Открылись другие ворота — противоположные тем, из которых вытолкнули на арену женщину,— и на песок, за долгие годы впитавший в себя целое море крови людей разных рас и народов, вышел еще один идущий на смерть. Но шел он добровольно.
Был он из тех отчаянных или же отчаявшихся воинов, что по доброй воле заключали договор на участие в определенном числе боев, и если побеждали, не умерев при этом от ран, то получали обговоренное вознаграждение. У гладиатора, коренастого, бородатого казака, неведомыми ветрами занесенного в Вагаран из диких запорожских степей, лежащих между хайборийскими землями и Тураном, сегодняшний бой был последним из десяти, которые он обязался провести. Девять побед уже позади.
Еще одна — и можно на вырученные деньги не один месяц всласть побездельничать, ни в чем себе не отказывая. Тем более что за последний бой обещали тройное вознаграждение — во-первых, оплатить ущемленную гордость мужчины, вынужденного сражаться с бабой, во-вторых, особо оценить выполнение личной просьбы сатрапа Хашида. А тот попросил с лучшей стороны показавшего себя в предыдущих боях казака по возможности не убивать амазонку, сберечь ее, таким образом, для новых схваток, но выпороть как следует на потеху публике плеткой, которой казак владел лучше, чем некоторые собственной рукой, и вовремя остановиться, а не добивать, даже если зрители будут требовать смерти. «А еще неплохо бы посшибать с нее плеточкой последнюю одежку. Людям понравится.— Полководец Сдемак, передававший просьбу сатрапа, глумливо осклабился, подмигнул казаку игриво и даже ткнул пальцем в бок,— мол, ты же мужик, должен понимать, что к чему.— За последнее, если выгорит, заплатим особо. И лично от меня пять золотых получишь».
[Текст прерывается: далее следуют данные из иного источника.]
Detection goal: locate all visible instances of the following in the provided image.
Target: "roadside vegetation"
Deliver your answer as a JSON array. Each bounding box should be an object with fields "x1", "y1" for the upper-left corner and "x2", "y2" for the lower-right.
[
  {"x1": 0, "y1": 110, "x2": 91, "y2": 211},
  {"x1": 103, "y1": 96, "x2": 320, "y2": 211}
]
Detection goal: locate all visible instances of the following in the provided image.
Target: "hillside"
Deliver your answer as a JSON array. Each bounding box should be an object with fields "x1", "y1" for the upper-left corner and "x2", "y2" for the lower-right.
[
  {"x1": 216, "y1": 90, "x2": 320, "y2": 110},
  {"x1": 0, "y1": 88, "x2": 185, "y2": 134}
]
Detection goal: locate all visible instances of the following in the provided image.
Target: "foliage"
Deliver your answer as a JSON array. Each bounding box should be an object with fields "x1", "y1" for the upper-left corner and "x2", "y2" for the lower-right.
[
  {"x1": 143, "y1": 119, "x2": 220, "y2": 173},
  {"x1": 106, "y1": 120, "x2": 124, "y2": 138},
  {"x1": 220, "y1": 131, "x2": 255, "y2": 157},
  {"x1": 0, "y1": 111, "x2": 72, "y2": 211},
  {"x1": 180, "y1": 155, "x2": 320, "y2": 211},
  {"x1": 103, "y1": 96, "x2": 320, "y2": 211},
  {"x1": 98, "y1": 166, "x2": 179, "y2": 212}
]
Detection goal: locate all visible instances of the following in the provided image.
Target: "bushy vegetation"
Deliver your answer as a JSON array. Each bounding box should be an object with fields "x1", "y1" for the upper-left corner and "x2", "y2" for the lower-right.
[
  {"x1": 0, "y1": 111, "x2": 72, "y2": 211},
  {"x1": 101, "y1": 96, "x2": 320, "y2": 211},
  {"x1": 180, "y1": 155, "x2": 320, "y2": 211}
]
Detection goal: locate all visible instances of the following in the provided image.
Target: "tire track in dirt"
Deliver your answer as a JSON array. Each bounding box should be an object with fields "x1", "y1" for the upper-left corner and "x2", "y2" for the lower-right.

Благодаря всему этому казак ступил на арену в отменном настроении, нисколько не сомневаясь ни в окончательной победе над какой-то там телкой, ни в том, что сумеет исполнит все просьбы и пожелания.
Его настроение улетучилось быстрее пуха под порывом урагана, едва он встретился глазами с той, что шла ему навстречу. Он понял: биться придется только насмерть, а не убьешь ее, так она зубами загрызет тебя. Понял… но просьбу Хашида не мог не попробовать выполнить (к тому же надежда на «вдруг повезет» есть всегда).
Прозвучал гонг, объявляющий о начале состязания. Казак принялся распускать плетку.
На показавшихся на арене гладиаторов, как обычно, зрители сплошь и рядом делали меж собой ставки. Одетая жрецом Неизвестного женщина до боли сжала локоть своего спутника.
— Что же это делается, Веллах,— шепотом, но довольно громким, взволнованно заговорила она.— Они дошли до безумия… Женщину… Выставить женщину! И это — называющий себя цивилизованным мир!
— Тише, Минолия, прошу тебя, тише! — успокаивающе произнес и погладил ее руку Веллах.— Не хватало, чтобы нас разоблачили. Вспомни, мы рискуем не только своими жизнями.
— О да, я помню… Но как бы не хотела я присутствовать при сей мерзости.
— Потерпи. И лучше бы нам помолчать.
— Хорошо… Но куда же смотрят боги, Веллах?!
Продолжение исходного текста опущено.